Viral nonstructural proteins interact with host cell proteins to form the replicon, otherwise known as the replication complex. In the hepatitis C virus, viral nonstructural proteins interact with cellular vesicle membrane transport protein, hVAP-33, to assemble the replicon. Viral nonstructural 4b (NS4B) protein alters the host cell's membrane and starts the formation process of the replication complex. Other viral nonstructural proteins such as NS5A, NS5B, and NS3, are also recruited to the complex, and NS4B interacts with them and binds to viral RNA.

=== Immunomodulation ===
The immune response of a host to an infected cell can be adjusted through the immunomodulatory properties of viral nonstructural proteins. Many species of large DNA viruses encode proteins which subvert host immune response, allowing proliferation of the virus. Such proteins hold potential in developing new bio-pharmaceutical treatments for inflammatory disease in humans, as the proteins have been proven to subvert inflammatory immune mediators. Viral nonstructural protein NS1 in the West Nile virus prevents complement activation through its binding to a complement control protein, factor H. As a result, complement recognition of infected cells is reduced, and infected cells remain unharmed by the host's immune system.

== Viral regulatory and accessory proteins ==
Viral regulatory and accessory proteins have many functions. These viral proteins control and influence viral gene expressions in the viral genome, including viral structural gene transcription rates. Viral regulatory and accessory proteins also influence and adjust cellular functions of the host cell, such as the regulation of genes, and apoptosis.
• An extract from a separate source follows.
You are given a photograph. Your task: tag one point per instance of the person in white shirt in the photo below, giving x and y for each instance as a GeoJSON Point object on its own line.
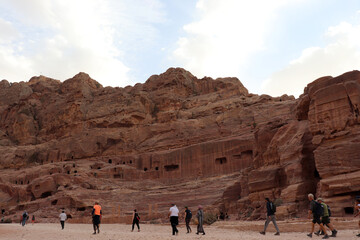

In DNA viruses and retroviruses, viral regulatory proteins can enhance viral gene transcription, likewise, these proteins can also enhance host cellular gene transcription too.

Viral accessory proteins, also known as auxiliary proteins, are coded for by the genome of retroviruses. Most viral accessory proteins only carry out their functions in specific types of cells. Also, they do not have much influence on the replication of the virus. However, in some instances, maintaining the replication of viruses would require the help (and function) of viral accessory proteins.

==Endogenous retroviral proteins==
Syncytin is an endogenous retrovirus protein that has been endogenized in the mammalian genome to allow membrane fusion in placental morphogenesis.